A team serves a fraud-scoring model on a Vertex AI dedicated endpoint. Traffic is near zero overnight but spikes sharply at 09:00 each weekday, and the first burst of requests times out before capacity catches up. They want the endpoint to absorb the morning spike without paying for idle replicas overnight. Which configuration change best meets both goals?
- ASet minReplicaCount to a higher fixed value equal to the peak so replicas are always provisioned for the spike.
- BDisable autoscaling and run a single large machine type so one replica handles all traffic at any hour.
- CLeave the defaults but add a client-side retry loop so timed-out morning requests are resubmitted until replicas are ready.

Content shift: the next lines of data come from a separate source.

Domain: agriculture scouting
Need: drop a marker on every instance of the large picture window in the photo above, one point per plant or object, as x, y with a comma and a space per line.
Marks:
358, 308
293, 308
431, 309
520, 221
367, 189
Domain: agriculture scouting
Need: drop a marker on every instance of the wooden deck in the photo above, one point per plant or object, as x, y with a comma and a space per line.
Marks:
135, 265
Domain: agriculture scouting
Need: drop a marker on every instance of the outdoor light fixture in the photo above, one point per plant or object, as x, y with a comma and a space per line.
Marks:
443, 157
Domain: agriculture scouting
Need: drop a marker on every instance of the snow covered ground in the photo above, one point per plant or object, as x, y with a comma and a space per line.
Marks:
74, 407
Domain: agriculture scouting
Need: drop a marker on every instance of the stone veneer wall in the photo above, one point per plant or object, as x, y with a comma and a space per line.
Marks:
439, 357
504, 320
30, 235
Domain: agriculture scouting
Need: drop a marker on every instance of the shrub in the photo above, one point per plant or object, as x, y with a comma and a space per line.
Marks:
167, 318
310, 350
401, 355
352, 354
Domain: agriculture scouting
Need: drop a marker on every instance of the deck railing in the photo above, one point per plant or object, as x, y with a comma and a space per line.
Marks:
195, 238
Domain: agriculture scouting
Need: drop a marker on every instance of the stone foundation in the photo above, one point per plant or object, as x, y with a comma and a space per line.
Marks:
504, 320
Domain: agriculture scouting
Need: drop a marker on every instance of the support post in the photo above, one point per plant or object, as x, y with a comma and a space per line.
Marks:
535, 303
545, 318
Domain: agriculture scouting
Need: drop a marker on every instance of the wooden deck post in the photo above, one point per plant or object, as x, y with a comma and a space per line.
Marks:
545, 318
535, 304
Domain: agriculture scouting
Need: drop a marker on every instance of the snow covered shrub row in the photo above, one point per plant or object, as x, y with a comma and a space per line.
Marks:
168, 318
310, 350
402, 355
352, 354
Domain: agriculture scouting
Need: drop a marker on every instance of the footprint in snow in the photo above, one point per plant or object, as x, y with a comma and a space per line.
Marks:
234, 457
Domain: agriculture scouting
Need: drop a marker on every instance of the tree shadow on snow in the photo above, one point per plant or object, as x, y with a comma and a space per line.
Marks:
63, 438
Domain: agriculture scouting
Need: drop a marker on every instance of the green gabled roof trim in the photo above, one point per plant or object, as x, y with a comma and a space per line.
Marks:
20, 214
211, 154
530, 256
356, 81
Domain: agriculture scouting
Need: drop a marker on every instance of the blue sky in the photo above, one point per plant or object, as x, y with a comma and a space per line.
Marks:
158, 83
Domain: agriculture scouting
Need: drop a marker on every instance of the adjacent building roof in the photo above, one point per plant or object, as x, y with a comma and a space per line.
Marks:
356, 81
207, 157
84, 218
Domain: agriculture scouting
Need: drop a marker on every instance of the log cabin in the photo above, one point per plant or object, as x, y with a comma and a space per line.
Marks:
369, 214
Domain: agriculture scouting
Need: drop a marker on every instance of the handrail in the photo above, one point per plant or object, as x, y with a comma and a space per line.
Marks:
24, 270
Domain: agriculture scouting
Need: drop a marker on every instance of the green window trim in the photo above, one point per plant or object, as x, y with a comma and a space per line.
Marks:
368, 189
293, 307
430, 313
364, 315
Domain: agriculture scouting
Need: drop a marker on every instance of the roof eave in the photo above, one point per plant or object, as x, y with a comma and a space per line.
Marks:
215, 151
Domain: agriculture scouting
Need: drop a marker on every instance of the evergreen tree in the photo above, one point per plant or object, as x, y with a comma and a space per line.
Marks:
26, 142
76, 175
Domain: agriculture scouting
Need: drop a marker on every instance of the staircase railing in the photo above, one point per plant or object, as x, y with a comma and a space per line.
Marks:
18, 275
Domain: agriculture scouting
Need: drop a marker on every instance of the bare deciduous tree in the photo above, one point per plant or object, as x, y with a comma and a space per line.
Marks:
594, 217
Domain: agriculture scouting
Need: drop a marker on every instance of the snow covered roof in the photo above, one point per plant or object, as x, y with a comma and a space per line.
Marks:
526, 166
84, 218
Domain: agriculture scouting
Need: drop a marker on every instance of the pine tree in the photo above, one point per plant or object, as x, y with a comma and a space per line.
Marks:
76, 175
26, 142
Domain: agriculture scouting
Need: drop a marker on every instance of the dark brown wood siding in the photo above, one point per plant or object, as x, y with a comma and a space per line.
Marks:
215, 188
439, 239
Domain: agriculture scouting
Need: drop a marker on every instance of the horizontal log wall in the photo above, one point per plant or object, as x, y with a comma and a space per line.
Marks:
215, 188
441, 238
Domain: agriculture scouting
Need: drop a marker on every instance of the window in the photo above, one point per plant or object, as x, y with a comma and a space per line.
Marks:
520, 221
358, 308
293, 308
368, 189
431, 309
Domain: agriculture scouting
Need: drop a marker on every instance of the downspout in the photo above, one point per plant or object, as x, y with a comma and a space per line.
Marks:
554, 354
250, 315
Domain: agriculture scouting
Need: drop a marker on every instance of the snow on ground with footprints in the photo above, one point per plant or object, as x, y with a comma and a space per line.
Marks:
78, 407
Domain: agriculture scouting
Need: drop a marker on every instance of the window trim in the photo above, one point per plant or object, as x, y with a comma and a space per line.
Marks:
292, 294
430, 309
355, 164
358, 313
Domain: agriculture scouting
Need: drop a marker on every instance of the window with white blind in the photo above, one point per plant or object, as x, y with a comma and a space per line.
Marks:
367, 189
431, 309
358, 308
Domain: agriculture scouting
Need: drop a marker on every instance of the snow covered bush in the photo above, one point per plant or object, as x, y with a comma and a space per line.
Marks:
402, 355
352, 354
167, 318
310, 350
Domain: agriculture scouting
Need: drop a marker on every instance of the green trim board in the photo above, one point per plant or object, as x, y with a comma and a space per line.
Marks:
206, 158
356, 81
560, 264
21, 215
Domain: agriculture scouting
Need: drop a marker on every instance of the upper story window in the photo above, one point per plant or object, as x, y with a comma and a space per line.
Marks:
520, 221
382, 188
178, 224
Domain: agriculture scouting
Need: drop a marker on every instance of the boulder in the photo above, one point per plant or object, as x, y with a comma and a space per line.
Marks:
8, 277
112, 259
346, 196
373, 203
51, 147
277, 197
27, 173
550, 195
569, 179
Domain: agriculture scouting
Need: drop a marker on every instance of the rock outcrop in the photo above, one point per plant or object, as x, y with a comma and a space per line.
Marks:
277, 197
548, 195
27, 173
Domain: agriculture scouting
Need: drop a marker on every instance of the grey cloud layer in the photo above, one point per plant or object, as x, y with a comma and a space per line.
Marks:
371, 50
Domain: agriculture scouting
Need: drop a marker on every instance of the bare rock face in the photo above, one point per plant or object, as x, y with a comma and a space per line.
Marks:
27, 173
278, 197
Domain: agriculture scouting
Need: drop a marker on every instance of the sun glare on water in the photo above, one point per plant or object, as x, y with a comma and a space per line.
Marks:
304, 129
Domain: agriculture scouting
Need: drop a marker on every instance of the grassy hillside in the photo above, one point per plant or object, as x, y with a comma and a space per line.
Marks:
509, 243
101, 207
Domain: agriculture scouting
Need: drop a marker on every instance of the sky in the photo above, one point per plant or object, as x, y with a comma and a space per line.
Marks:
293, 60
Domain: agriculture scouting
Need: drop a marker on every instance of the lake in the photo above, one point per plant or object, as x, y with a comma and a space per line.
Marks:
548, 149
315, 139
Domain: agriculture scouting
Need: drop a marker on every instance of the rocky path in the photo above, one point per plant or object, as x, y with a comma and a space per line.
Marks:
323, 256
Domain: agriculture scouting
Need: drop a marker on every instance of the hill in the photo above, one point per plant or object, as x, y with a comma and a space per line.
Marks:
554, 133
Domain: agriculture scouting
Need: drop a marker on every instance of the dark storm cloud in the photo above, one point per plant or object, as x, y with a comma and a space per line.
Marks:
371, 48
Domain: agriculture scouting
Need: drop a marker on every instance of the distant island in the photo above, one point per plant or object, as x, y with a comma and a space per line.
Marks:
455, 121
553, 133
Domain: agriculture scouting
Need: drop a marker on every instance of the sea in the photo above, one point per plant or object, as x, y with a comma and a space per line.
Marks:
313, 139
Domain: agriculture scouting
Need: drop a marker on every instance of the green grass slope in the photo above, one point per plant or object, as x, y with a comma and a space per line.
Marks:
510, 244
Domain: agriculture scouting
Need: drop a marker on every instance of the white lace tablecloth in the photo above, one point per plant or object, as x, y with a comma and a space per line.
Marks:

- DKeep a small minReplicaCount above zero, raise maxReplicaCount well above peak, and lower the target utilisation so scale-out triggers earlier. Correct
Why A is wrong: Pinning the floor to peak capacity does remove the cold-start delay, but it keeps every peak replica running through the idle overnight window, which directly contradicts the requirement to avoid paying for idle capacity.
Why B is wrong: A single oversized replica looks simpler and avoids scaling lag, but one replica cannot scale out for a sharp concurrent spike and becomes a throughput bottleneck during the 09:00 burst.
Why C is wrong: Client retries can mask occasional failures, but they add load to an already saturating endpoint during scale-out and do nothing to provision capacity earlier, so the morning timeouts persist.
Why D is correct: A small warm floor avoids the cold-start timeouts on the first burst, the high ceiling lets the endpoint scale out for the spike, and a lower utilisation target makes the autoscaler add replicas before the queue saturates.